Tuesday, October 13, 2009

The Fight

It's always useful to pay attention to what your "adversaries" are thinking. That means reading stuff by folks with whom you disagree. You seek commonality wherever possible. It's the whole Hegelian thesis/antithesis/synthesis approach to finding new insights into life. It's a way to generate new energy, in a matter/antimatter collision sort of way. Some of the more transforming conversations I've had have been with folks with radically different worldviews.

But disagreement ain't all kumbaya, guitars, and roasted marshmallows. Certain differences are not surmountable.

I was checking in on one of my favorite fundamentalist jousting partners the other day, and found that an article by one of their contributors laid out what I think is the core issue underlying the ongoing Christian arguments about gays and lesbians. The matter, and both he and I are convinced, is less about the sexuality, and more about two different approaches to the Bible. As he describes the nature of the argument, he describes the essence of the fight as follows:
On one side are the evangelicals (and count me among them) who believe God has declared His standard for sexuality, expressly stated, once and for all, in His holy Word. On the other side are the progressives who feel the Bible is a “living word” that is interpreted by each individual to fit contemporary, personal enlightenment. Oddly many evangelicals barely acknowledge there are sides in the debate over Biblical authority and interpretation.
What struck me in reading this was that I had read exactly the same thing about four hours earlier, only written from the a perspective more similar to my own.

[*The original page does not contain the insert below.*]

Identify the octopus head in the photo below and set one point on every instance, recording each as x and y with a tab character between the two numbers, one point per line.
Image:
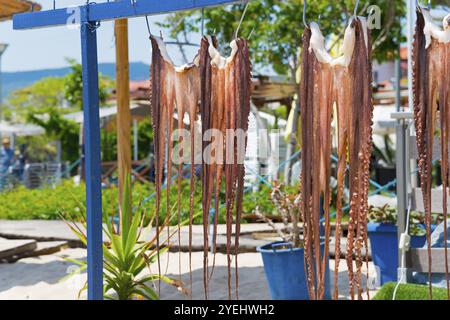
446	22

In his book Jesus, the Bible, and Homosexuality, Jack Rogers lays out his approach to the Bible. Rogers, who is an evangelical, articulates essentially the same dichotomy, but from the flip side. For him, the issue is whether you approach the Bible verse by literal verse, or whether you view Scripture as something sacred that is continually deepened and redefined as we come into a deeper understanding of God's purpose. It's not about "contemporary, personal enlightenment." It's about approaching interpretation through the lens used by the original Protestant reformers, who argued:
"..that interpretation of the Scripture to be orthodox and genuine which is gleaned from the Scriptures themselves..and which agree with the rule of faith and love, and contributes much to the glory of God and man's salvation." (Second Helvetic Confession, 5.010)
That's the nature of the struggle. Are we to interpret Scripture as if it were an empirical dataset, or do we approach it as a sacred and living text, governed and defined by the highest principles and purposes of our faith?

I know where I stand. Viva la neoreformation!